For liberals to complain about Bush replacing his own U.S. attorneys after excusing Clinton's firing of all U.S. attorneys, not to mention his purge of the White House travel office employees—who were career
civil servants, not political appointees—would be like ignoring Gennifer Flowers's audiotape-backed claims of an affair with Clinton, while running an innuendo-laced front-page article on John McCain's friendship with a female lobbyist. Oh wait … bad example. Okay, then, it would be like the breezing over of how John Kerry came into his money via a recent marriage to an heiress five years his senior, while fixating on McCain's marriage to a hot young heiress thirty-eight years earlier with whom he had four children. Oh wait … another bad example. How about: It would be like the
Times
defending the “Sensation” exhibit at the Brooklyn Museum of Art, with “art” defacing the Virgin Mary with close-up photos of women's vaginas, while criticizing John McCain's insensitivity to Catholics for receiving an endorsement from the Reverend John Hagee, a minister who had tough words for Catholicism. No, still another bad example.

Indeed,
Times
editorialists complained that the media had not bashed Hagee enough, with Frank Rich grousing that videos of Hagee's sermons “have never had the same circulation on television as [the Reverend Jeremiah] Wright's.” When the media are complaining about their own massively left-wing coverage being biased in favor of conservatives, we have gone through the looking glass into the nuthouse.

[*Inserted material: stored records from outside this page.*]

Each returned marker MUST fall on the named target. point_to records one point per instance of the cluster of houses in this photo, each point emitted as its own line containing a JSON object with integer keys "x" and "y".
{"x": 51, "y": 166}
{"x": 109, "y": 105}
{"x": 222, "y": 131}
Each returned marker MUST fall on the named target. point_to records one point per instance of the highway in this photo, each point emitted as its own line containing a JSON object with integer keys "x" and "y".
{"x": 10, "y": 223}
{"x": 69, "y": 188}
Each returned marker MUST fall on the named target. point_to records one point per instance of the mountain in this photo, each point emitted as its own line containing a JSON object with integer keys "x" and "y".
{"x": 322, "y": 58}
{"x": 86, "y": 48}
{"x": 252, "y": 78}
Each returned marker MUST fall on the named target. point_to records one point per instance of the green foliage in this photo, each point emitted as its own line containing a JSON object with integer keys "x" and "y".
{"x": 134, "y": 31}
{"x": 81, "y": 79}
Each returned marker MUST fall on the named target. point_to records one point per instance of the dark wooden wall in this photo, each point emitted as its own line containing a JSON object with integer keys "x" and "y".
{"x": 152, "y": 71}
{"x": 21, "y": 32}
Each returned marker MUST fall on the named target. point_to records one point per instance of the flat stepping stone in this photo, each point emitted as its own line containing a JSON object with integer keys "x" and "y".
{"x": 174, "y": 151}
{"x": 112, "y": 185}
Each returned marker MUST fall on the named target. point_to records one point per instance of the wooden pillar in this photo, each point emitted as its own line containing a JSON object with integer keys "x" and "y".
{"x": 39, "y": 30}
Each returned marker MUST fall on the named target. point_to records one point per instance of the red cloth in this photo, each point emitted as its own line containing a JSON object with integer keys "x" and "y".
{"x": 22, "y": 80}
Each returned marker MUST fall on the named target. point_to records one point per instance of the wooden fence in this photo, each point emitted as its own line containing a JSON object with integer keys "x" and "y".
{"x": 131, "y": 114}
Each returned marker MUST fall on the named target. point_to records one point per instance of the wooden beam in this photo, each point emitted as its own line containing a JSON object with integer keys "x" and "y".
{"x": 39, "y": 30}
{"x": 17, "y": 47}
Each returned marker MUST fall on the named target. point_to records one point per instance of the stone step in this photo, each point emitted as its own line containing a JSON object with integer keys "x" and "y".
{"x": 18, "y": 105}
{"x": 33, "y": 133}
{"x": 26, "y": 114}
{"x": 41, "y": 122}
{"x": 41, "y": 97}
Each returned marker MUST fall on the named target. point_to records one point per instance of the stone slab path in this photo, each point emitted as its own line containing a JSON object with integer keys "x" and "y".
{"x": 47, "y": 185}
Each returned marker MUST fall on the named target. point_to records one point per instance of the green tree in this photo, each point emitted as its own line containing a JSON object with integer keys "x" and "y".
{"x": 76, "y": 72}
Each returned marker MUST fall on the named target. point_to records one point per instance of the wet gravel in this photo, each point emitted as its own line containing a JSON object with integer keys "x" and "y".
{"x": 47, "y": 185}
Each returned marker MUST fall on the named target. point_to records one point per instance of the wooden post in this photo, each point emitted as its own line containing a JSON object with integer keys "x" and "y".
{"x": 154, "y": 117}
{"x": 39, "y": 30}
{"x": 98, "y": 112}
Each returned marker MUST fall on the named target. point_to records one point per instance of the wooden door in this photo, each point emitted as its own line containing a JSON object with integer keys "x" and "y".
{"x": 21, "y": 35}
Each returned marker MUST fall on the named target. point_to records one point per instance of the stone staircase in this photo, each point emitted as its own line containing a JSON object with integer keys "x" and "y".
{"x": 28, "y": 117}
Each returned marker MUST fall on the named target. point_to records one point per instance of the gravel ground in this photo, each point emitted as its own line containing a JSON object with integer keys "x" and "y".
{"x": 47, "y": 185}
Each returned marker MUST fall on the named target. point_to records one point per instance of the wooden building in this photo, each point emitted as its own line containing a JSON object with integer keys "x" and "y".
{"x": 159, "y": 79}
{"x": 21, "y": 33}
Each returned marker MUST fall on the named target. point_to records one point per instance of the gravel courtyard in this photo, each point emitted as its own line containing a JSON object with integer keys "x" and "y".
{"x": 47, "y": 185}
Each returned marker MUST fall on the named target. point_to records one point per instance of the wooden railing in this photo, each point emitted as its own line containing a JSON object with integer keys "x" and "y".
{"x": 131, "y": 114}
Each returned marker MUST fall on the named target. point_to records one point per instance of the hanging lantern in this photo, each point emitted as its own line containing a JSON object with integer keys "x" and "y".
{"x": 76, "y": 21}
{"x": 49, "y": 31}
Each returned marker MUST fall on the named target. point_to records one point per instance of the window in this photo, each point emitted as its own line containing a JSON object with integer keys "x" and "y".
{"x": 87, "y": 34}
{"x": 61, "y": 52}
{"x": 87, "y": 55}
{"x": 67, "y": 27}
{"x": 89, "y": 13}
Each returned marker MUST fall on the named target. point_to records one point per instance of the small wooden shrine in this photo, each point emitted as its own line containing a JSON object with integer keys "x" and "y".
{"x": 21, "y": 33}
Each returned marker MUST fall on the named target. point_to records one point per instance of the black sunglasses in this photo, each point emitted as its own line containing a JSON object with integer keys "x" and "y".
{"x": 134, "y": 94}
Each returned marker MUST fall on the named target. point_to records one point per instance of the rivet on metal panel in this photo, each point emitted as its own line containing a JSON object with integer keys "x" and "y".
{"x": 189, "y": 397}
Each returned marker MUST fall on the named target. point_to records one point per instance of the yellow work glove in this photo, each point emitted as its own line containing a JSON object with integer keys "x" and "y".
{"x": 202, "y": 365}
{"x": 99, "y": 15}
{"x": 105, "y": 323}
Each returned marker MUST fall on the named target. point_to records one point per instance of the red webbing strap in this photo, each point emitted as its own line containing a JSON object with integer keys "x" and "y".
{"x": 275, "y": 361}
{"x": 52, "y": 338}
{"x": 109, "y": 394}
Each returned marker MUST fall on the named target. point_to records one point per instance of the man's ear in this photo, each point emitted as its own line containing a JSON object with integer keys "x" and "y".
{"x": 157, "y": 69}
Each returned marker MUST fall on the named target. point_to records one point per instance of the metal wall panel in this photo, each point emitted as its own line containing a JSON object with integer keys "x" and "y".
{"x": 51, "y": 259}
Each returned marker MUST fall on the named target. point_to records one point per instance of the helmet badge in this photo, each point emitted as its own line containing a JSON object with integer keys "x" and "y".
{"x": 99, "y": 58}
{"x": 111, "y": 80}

But through eight years of the Bush presidency, liberals wailed that a docile media was ignoring administration scandals. That's if you don't include the entire liberal establishment relentlessly attacking Bush from the moment he took the oath of office. Consider the arsenic hoax.

In his first months in office, Bush was bedeviled by hundreds of regulations the Clinton administration had issued in its final days. The most famous of the Clinton last-minute rule changes was the new rule lowering the amount of arsenic permissible in drinking water. During eight years of Clinton's presidency, his administration considered 50 parts per billion of arsenic in drinking water an acceptable standard— the standard since 1942. But just days before Clinton left office, the Environmental Protection Agency suddenly issued a new rule that would lower the standard to 10 parts per billion over a five-year period, knowing that it would be madness for the Bush administration to implement the rule.

In order to comply with the new rule, small towns in western states, where arsenic naturally occurs, would be forced to spend hundreds of millions of dollars to buy new water plants. The liberal Brookings Institution and the conservative American Enterprise Institute produced a joint study showing that rather than saving lives, the new standard would actually cost about ten lives annually.
63
Money spent on new water-treatment plants is money that is not being spent on ambulances, cancer research, and healthy food. So obviously this rule was a joke, the equivalent of Clinton staffers removing all the Ws from White House typewriters before leaving. To paraphrase Will Rogers, every time the Clinton administration made a joke, it was a law, and every time they made a law, it was a joke.